Determination of an optimal dosing regimen for fexinidazole, a novel oral drug for the treatment of human African trypanosomiasis: First-in-human studies. Clinical Pharmacokinetics, February 2014
by Tarral A, Blesson S, Valverde Mordt O, Torreele E, Sassella D, Bray MA, Hovsepian L, Evène E, Gualano V, Felices M, Strub-Wourgaft N.

Genotoxicity profile of fexinidazole – a drug candidate in clinical development for human African trypanomiasis (sleeping sickness). Mutagenesis, September 2012
by Tweats D, Bourdin Trunz B, Torreele E.

Antitrypanosomal activity of fexinidazole, a new oral nitroimidazole drug candidate for treatment of sleeping sickness. Antimicrob Agents Chemother, December 2011
by Kaiser M, Bray MA, Cal M, Bourdin Trunz B, Torreele E, and Brun R.
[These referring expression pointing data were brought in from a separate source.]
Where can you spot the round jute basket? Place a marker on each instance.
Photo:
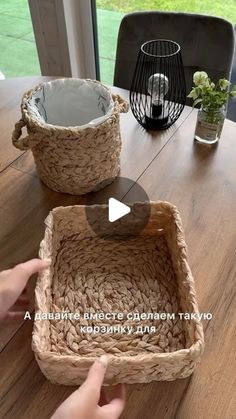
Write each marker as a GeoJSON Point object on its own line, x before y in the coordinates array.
{"type": "Point", "coordinates": [73, 128]}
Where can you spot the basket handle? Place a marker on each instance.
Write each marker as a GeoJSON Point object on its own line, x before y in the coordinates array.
{"type": "Point", "coordinates": [21, 143]}
{"type": "Point", "coordinates": [120, 103]}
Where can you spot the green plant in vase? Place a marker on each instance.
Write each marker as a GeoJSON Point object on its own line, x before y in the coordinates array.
{"type": "Point", "coordinates": [213, 98]}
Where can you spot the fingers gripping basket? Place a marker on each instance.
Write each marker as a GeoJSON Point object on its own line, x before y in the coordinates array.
{"type": "Point", "coordinates": [148, 273]}
{"type": "Point", "coordinates": [74, 133]}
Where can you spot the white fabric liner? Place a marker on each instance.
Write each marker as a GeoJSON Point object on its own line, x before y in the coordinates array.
{"type": "Point", "coordinates": [71, 103]}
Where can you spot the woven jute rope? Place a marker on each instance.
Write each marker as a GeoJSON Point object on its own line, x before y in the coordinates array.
{"type": "Point", "coordinates": [89, 274]}
{"type": "Point", "coordinates": [72, 159]}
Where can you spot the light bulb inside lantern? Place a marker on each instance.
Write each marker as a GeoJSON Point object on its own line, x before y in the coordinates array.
{"type": "Point", "coordinates": [158, 86]}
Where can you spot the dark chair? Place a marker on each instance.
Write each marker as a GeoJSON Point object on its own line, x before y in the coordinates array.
{"type": "Point", "coordinates": [207, 43]}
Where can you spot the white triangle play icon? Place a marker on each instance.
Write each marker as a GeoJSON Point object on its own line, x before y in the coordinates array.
{"type": "Point", "coordinates": [117, 210]}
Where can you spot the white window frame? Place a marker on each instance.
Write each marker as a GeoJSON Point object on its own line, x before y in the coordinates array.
{"type": "Point", "coordinates": [65, 35]}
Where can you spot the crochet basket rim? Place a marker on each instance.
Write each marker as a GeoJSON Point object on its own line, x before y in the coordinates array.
{"type": "Point", "coordinates": [193, 352]}
{"type": "Point", "coordinates": [34, 122]}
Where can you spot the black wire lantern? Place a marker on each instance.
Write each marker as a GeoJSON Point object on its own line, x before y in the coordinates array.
{"type": "Point", "coordinates": [158, 88]}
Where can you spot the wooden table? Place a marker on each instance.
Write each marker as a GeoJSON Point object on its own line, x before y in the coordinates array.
{"type": "Point", "coordinates": [201, 181]}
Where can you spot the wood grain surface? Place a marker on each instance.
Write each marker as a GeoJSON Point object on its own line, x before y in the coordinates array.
{"type": "Point", "coordinates": [201, 181]}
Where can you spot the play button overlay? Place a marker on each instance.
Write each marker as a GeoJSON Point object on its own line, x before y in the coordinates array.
{"type": "Point", "coordinates": [119, 210]}
{"type": "Point", "coordinates": [116, 210]}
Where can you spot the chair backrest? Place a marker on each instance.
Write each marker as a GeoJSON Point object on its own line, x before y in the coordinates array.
{"type": "Point", "coordinates": [207, 43]}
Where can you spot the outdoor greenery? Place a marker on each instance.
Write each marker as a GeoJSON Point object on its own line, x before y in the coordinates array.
{"type": "Point", "coordinates": [226, 9]}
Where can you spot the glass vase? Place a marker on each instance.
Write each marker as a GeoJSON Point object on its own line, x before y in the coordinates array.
{"type": "Point", "coordinates": [209, 125]}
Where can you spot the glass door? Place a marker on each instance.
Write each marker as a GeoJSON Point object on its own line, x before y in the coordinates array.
{"type": "Point", "coordinates": [110, 13]}
{"type": "Point", "coordinates": [18, 52]}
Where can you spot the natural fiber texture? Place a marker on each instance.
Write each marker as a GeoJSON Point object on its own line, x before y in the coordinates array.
{"type": "Point", "coordinates": [72, 159]}
{"type": "Point", "coordinates": [144, 274]}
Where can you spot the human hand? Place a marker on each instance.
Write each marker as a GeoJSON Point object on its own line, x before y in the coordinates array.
{"type": "Point", "coordinates": [12, 285]}
{"type": "Point", "coordinates": [89, 401]}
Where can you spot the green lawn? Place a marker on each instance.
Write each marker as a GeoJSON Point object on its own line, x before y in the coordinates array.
{"type": "Point", "coordinates": [110, 13]}
{"type": "Point", "coordinates": [18, 54]}
{"type": "Point", "coordinates": [226, 9]}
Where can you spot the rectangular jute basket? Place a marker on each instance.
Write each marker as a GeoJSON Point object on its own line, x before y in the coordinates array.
{"type": "Point", "coordinates": [147, 273]}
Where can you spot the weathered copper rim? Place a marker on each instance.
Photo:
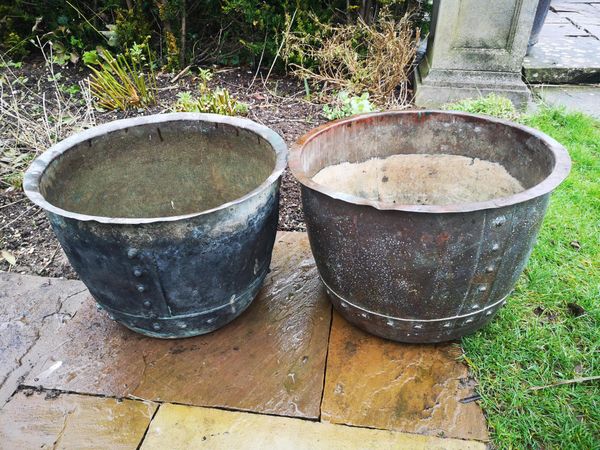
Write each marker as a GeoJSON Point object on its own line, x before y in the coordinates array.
{"type": "Point", "coordinates": [33, 176]}
{"type": "Point", "coordinates": [562, 166]}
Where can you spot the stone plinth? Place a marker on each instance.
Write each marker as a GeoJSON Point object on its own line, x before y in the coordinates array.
{"type": "Point", "coordinates": [475, 48]}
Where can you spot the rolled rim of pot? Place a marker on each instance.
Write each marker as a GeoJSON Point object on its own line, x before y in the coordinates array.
{"type": "Point", "coordinates": [35, 172]}
{"type": "Point", "coordinates": [560, 170]}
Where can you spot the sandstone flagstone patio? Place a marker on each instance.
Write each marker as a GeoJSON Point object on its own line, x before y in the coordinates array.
{"type": "Point", "coordinates": [286, 356]}
{"type": "Point", "coordinates": [37, 420]}
{"type": "Point", "coordinates": [376, 383]}
{"type": "Point", "coordinates": [269, 360]}
{"type": "Point", "coordinates": [568, 50]}
{"type": "Point", "coordinates": [178, 427]}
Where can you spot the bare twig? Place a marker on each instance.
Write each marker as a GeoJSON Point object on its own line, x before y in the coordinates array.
{"type": "Point", "coordinates": [49, 260]}
{"type": "Point", "coordinates": [13, 203]}
{"type": "Point", "coordinates": [283, 41]}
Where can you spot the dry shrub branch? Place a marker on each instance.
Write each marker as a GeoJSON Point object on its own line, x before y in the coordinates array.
{"type": "Point", "coordinates": [31, 122]}
{"type": "Point", "coordinates": [359, 58]}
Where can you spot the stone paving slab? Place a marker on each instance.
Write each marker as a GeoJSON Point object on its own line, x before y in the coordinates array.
{"type": "Point", "coordinates": [32, 311]}
{"type": "Point", "coordinates": [376, 383]}
{"type": "Point", "coordinates": [568, 50]}
{"type": "Point", "coordinates": [585, 99]}
{"type": "Point", "coordinates": [34, 421]}
{"type": "Point", "coordinates": [270, 360]}
{"type": "Point", "coordinates": [182, 427]}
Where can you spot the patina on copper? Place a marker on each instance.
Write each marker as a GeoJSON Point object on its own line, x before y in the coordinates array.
{"type": "Point", "coordinates": [169, 220]}
{"type": "Point", "coordinates": [424, 273]}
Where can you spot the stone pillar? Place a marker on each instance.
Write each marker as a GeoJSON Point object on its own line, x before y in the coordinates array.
{"type": "Point", "coordinates": [475, 47]}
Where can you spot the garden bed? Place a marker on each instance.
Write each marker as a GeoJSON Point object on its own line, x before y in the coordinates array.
{"type": "Point", "coordinates": [279, 104]}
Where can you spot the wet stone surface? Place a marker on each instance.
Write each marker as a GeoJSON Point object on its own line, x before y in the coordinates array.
{"type": "Point", "coordinates": [568, 50]}
{"type": "Point", "coordinates": [376, 383]}
{"type": "Point", "coordinates": [270, 360]}
{"type": "Point", "coordinates": [34, 420]}
{"type": "Point", "coordinates": [177, 426]}
{"type": "Point", "coordinates": [32, 310]}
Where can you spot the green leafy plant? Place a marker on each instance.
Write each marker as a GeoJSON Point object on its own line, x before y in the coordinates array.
{"type": "Point", "coordinates": [345, 105]}
{"type": "Point", "coordinates": [123, 81]}
{"type": "Point", "coordinates": [492, 105]}
{"type": "Point", "coordinates": [218, 101]}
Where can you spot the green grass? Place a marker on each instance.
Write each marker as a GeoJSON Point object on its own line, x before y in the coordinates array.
{"type": "Point", "coordinates": [536, 340]}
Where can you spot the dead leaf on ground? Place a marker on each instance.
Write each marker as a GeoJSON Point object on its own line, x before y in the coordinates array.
{"type": "Point", "coordinates": [9, 257]}
{"type": "Point", "coordinates": [575, 309]}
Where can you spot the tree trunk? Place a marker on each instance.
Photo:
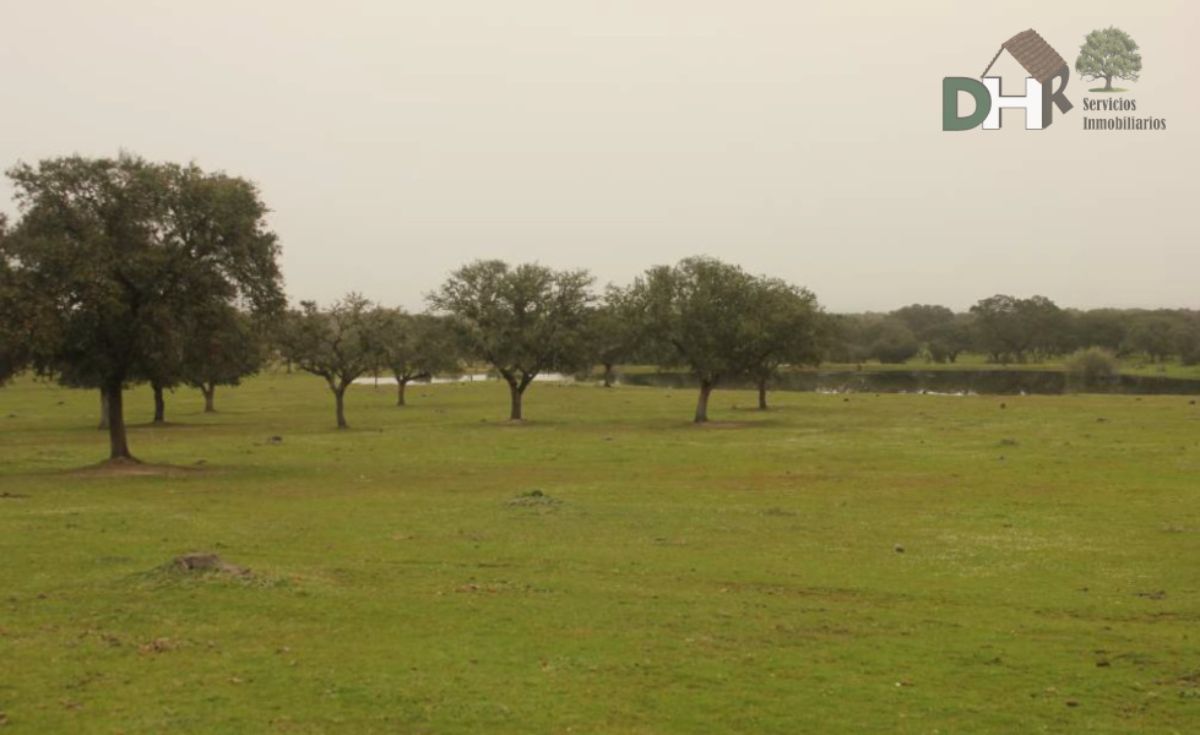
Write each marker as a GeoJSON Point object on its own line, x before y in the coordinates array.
{"type": "Point", "coordinates": [160, 405]}
{"type": "Point", "coordinates": [103, 410]}
{"type": "Point", "coordinates": [118, 442]}
{"type": "Point", "coordinates": [706, 389]}
{"type": "Point", "coordinates": [340, 396]}
{"type": "Point", "coordinates": [515, 393]}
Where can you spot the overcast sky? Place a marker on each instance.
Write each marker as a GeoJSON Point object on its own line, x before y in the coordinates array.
{"type": "Point", "coordinates": [396, 139]}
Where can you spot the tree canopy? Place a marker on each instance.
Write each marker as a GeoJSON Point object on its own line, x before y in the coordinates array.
{"type": "Point", "coordinates": [695, 317]}
{"type": "Point", "coordinates": [339, 344]}
{"type": "Point", "coordinates": [118, 254]}
{"type": "Point", "coordinates": [415, 347]}
{"type": "Point", "coordinates": [1109, 54]}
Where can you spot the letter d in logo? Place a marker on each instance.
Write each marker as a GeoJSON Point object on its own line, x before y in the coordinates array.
{"type": "Point", "coordinates": [951, 89]}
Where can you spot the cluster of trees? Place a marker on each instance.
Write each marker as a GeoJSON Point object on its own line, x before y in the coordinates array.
{"type": "Point", "coordinates": [121, 272]}
{"type": "Point", "coordinates": [703, 315]}
{"type": "Point", "coordinates": [1009, 329]}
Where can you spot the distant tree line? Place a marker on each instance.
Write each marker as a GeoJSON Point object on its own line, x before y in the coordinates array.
{"type": "Point", "coordinates": [1007, 329]}
{"type": "Point", "coordinates": [123, 272]}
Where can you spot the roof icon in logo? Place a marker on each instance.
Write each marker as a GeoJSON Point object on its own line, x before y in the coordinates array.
{"type": "Point", "coordinates": [1032, 52]}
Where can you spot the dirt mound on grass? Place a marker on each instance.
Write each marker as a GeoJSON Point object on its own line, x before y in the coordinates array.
{"type": "Point", "coordinates": [199, 561]}
{"type": "Point", "coordinates": [132, 467]}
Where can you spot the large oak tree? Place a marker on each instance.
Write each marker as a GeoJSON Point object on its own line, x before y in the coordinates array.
{"type": "Point", "coordinates": [523, 321]}
{"type": "Point", "coordinates": [119, 252]}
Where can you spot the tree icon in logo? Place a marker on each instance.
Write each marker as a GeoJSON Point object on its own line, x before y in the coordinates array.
{"type": "Point", "coordinates": [1107, 54]}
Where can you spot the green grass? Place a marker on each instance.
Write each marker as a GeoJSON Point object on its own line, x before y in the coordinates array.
{"type": "Point", "coordinates": [742, 577]}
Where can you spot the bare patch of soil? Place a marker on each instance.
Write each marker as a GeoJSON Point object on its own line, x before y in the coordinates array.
{"type": "Point", "coordinates": [132, 467]}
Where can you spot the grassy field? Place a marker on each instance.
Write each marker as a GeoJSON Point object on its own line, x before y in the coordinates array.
{"type": "Point", "coordinates": [897, 563]}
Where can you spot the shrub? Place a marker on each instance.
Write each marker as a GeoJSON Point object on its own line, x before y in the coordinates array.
{"type": "Point", "coordinates": [1092, 366]}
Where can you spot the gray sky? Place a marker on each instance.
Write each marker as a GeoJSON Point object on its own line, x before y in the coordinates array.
{"type": "Point", "coordinates": [397, 139]}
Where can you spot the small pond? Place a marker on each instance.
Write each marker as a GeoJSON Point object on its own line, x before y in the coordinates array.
{"type": "Point", "coordinates": [945, 382]}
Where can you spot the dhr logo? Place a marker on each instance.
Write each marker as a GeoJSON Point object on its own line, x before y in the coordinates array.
{"type": "Point", "coordinates": [1047, 70]}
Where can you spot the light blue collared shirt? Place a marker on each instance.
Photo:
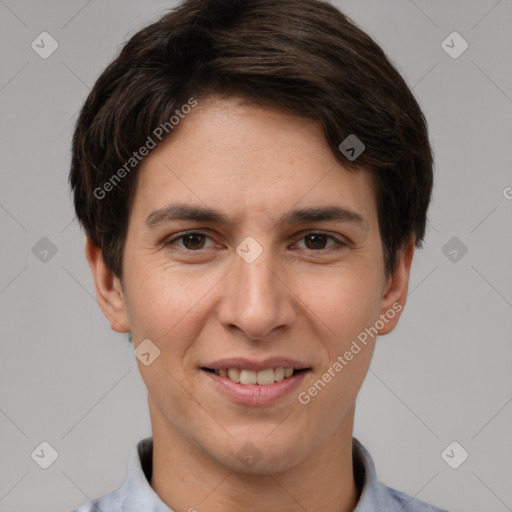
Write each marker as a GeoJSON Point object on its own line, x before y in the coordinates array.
{"type": "Point", "coordinates": [137, 495]}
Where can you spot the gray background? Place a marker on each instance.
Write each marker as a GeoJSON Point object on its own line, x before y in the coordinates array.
{"type": "Point", "coordinates": [444, 375]}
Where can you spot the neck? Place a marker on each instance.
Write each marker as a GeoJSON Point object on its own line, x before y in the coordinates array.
{"type": "Point", "coordinates": [186, 478]}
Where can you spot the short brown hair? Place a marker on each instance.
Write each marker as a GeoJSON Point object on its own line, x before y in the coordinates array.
{"type": "Point", "coordinates": [300, 56]}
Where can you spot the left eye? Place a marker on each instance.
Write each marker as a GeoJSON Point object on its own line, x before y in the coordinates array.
{"type": "Point", "coordinates": [194, 241]}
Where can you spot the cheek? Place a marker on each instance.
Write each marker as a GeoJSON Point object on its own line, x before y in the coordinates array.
{"type": "Point", "coordinates": [341, 304]}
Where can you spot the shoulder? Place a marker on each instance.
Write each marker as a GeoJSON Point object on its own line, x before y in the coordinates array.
{"type": "Point", "coordinates": [406, 503]}
{"type": "Point", "coordinates": [110, 502]}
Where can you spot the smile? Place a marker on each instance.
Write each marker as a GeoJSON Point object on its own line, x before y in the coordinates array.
{"type": "Point", "coordinates": [262, 378]}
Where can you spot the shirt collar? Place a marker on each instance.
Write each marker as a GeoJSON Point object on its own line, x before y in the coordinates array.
{"type": "Point", "coordinates": [137, 493]}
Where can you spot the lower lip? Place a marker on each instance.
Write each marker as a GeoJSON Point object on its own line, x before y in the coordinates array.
{"type": "Point", "coordinates": [254, 394]}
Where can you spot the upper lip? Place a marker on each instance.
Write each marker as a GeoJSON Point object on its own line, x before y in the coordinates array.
{"type": "Point", "coordinates": [251, 364]}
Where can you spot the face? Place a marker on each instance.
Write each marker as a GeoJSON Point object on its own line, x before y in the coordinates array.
{"type": "Point", "coordinates": [257, 283]}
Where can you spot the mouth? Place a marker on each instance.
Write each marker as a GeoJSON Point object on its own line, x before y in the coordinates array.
{"type": "Point", "coordinates": [263, 377]}
{"type": "Point", "coordinates": [256, 383]}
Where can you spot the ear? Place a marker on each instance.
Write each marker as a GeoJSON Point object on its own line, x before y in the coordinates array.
{"type": "Point", "coordinates": [394, 293]}
{"type": "Point", "coordinates": [108, 289]}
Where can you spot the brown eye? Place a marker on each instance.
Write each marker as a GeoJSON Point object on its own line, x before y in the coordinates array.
{"type": "Point", "coordinates": [317, 241]}
{"type": "Point", "coordinates": [192, 241]}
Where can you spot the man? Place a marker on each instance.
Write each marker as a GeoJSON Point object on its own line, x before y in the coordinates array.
{"type": "Point", "coordinates": [253, 178]}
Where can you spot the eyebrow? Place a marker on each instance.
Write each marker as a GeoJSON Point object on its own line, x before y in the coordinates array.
{"type": "Point", "coordinates": [176, 212]}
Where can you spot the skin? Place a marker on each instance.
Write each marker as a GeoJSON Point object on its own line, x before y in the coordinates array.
{"type": "Point", "coordinates": [198, 301]}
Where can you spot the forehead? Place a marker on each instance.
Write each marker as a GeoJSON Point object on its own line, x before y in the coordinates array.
{"type": "Point", "coordinates": [236, 156]}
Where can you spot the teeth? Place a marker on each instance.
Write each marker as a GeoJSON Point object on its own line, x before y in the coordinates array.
{"type": "Point", "coordinates": [247, 377]}
{"type": "Point", "coordinates": [263, 378]}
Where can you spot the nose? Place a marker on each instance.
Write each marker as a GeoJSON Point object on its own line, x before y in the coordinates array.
{"type": "Point", "coordinates": [258, 298]}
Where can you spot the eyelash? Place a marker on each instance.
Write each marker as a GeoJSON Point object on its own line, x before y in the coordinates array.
{"type": "Point", "coordinates": [340, 243]}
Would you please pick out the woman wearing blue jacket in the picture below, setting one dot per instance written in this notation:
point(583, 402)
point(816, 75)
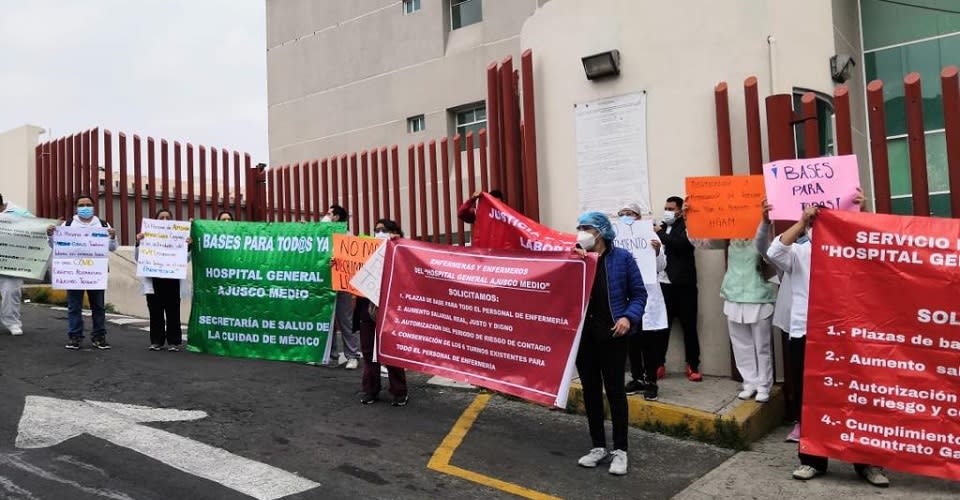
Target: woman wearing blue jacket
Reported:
point(617, 300)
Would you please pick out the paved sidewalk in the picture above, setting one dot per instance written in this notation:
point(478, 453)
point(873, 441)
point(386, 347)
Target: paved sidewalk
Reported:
point(764, 472)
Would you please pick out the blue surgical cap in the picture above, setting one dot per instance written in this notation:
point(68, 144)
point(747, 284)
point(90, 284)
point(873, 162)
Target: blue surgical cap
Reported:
point(599, 221)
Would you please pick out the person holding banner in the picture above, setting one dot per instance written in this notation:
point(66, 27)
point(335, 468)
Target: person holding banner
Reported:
point(790, 255)
point(467, 211)
point(615, 310)
point(163, 301)
point(86, 217)
point(10, 287)
point(365, 317)
point(679, 284)
point(644, 350)
point(349, 345)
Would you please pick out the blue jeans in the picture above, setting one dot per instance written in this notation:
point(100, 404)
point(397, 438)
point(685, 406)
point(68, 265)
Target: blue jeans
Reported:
point(75, 314)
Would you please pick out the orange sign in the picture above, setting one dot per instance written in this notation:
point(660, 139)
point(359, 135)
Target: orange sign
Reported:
point(350, 253)
point(724, 207)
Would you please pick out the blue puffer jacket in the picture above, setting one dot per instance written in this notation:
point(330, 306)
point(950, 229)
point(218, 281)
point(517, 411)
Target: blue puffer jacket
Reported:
point(628, 297)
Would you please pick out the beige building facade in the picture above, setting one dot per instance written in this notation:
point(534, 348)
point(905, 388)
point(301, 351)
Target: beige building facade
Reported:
point(349, 76)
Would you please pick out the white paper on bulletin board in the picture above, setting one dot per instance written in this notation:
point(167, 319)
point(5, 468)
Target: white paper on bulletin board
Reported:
point(612, 153)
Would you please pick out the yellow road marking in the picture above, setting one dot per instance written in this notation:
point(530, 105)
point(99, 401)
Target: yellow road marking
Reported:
point(440, 461)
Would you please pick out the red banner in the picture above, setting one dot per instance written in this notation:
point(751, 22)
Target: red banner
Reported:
point(882, 368)
point(506, 320)
point(499, 226)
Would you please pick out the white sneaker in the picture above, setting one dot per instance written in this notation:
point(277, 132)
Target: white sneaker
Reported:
point(618, 466)
point(593, 458)
point(805, 472)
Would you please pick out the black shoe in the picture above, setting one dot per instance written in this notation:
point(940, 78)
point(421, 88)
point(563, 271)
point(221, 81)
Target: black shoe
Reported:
point(650, 393)
point(635, 386)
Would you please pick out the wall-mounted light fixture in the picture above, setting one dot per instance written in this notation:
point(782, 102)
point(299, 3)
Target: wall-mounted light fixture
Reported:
point(602, 65)
point(840, 67)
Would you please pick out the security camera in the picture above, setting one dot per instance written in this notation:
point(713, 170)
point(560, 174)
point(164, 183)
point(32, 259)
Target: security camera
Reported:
point(840, 67)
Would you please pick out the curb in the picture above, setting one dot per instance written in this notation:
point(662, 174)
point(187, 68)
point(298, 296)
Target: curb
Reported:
point(747, 422)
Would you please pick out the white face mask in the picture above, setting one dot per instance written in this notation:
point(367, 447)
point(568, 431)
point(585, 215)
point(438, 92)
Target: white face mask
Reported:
point(586, 240)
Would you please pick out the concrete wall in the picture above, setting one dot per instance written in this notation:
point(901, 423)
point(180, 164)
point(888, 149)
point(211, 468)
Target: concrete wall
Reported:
point(345, 76)
point(677, 52)
point(18, 165)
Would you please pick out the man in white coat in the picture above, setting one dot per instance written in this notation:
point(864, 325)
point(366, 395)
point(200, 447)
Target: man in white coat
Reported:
point(9, 285)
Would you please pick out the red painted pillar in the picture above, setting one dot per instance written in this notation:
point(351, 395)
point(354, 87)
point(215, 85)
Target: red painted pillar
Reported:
point(108, 178)
point(177, 180)
point(124, 195)
point(395, 160)
point(754, 143)
point(724, 147)
point(202, 155)
point(841, 105)
point(876, 114)
point(530, 173)
point(458, 175)
point(917, 142)
point(951, 119)
point(138, 183)
point(151, 178)
point(448, 214)
point(191, 181)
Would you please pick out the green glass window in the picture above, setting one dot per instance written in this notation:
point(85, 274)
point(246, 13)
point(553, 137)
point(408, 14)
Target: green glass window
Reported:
point(888, 22)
Fexinidazole – A new oral nitroimidazole drug candidate entering clinical development for the treatment of sleeping sickness. PLOS Neglected Tropical Diseases, December 2010
by Torreele E, Bourdin Trunz B, Tweats D, Kaiser M, Brun R, Mazué G, Bray M A, Pécoul B.

News and press releases


*From 2005 to 2018, DNDi invested EUR 55 million for the full development of fexinidazole from discovery to clinical trials development (except the Phase IIIb trial that started in 2016 to obtain more information about special populations not included in previous fexinidazole trials). Project cost includes direct and indirect costs, but it does not include in-kind contributions. As of December 2018, Sanofi estimates an overall contribution of EUR 13 million (including regulatory, human resources, industrial activities, etc.).